So..It's been a few weeks, I think since my last post. There's been alot going on with me health wise, and I'm still in the small uphill battle with it, but I'm almost seeing the light at the end of the tunnel.
For the past 2 years, I've been struggling with Choric Sinusitis. It started as acute and went to Chronic. This has meant countless headaches and migranes, pain to the touch in my face, being overly tired from my body trying to fight it, countless amount of anti-biotics and major pain meds to cope with the headaches. I recently was FINALLY referred to an ENT. This next week I will go on a steroid to see if it will help my sinus lining reduce down. It is thickened and causing some of the stress. Hopefully that will work.
My other problem I am currently dealing with is Anxiety. I just went to the doctor yesterday and I was having a random anxiety attack, and it completely affected my blood pressure. They couldn't get a good reading on it, due to it. I am taking all the necessary steps to help myself control it. I have group classes, and I will be seeing a counselor. I'm starting to feel better as time goes on, now that I'm aware of what the problem really is, i'm finding that I can breathe through it a little better. I have NO CLUE as to what set this off.
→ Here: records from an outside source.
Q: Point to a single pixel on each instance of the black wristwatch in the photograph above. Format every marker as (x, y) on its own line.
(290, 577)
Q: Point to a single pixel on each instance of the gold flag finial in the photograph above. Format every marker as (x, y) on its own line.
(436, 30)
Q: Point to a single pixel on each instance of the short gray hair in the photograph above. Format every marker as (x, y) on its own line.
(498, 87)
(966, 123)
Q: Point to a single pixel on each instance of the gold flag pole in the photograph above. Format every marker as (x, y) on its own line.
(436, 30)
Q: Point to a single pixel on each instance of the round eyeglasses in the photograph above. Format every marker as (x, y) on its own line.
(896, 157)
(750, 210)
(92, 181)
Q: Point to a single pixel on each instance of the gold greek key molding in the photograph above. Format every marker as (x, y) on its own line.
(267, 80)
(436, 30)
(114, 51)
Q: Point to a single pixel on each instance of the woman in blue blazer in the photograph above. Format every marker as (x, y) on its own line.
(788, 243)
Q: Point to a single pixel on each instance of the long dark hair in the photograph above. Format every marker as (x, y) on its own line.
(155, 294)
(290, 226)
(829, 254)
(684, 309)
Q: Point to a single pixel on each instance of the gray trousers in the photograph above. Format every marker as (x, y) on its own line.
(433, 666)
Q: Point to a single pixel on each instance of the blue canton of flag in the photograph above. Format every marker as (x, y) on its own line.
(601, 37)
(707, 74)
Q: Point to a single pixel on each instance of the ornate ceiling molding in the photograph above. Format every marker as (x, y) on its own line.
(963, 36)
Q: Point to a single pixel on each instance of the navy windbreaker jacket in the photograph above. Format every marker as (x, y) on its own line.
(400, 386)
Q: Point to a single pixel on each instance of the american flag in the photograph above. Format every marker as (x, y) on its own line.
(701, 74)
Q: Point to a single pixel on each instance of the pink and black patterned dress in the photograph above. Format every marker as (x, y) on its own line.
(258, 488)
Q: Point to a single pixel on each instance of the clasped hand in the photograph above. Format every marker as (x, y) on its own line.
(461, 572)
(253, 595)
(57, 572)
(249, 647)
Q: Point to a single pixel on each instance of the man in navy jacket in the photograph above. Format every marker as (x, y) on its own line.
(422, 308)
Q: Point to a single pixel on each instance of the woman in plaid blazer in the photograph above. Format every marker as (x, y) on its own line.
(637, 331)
It's progressively gotten worse over the last while, so I feel like there is some end in sight.
I started reading a book called, "Lord, change my attitude before it's too late." I got it from my sister in law Jenn, who is going through the bible study part of the book with her women's group. It looked interesting, since I'm really struggling with my attitude lately, so I bought it. Boy have I already gotten so much out of it! I'm in love with this book. The author, who is also a pastor, puts thing into the clearest perspective. I feel like this book was written just for me! (which is so not true) or maybe it was. God is so amazing, I'm finding just how real God is, and just how much He HATES complaining which is something I do VERY well. I have always thought myself to be a God fearing woman, but I really wasn't. Now I am. I am more in love with God now than I ever have been. I want to please Him, not disappoint Him by my bad choices or my bad attitude. I want to be thanful for everything I have from Him, not complain about every little thing.
Today I am so thankful for friends and family,, who has steadily supported me through this process. It is wasn't for you, I wouldn't have thet strength to do it. I thankful that our God is a God of healing, and LOVE!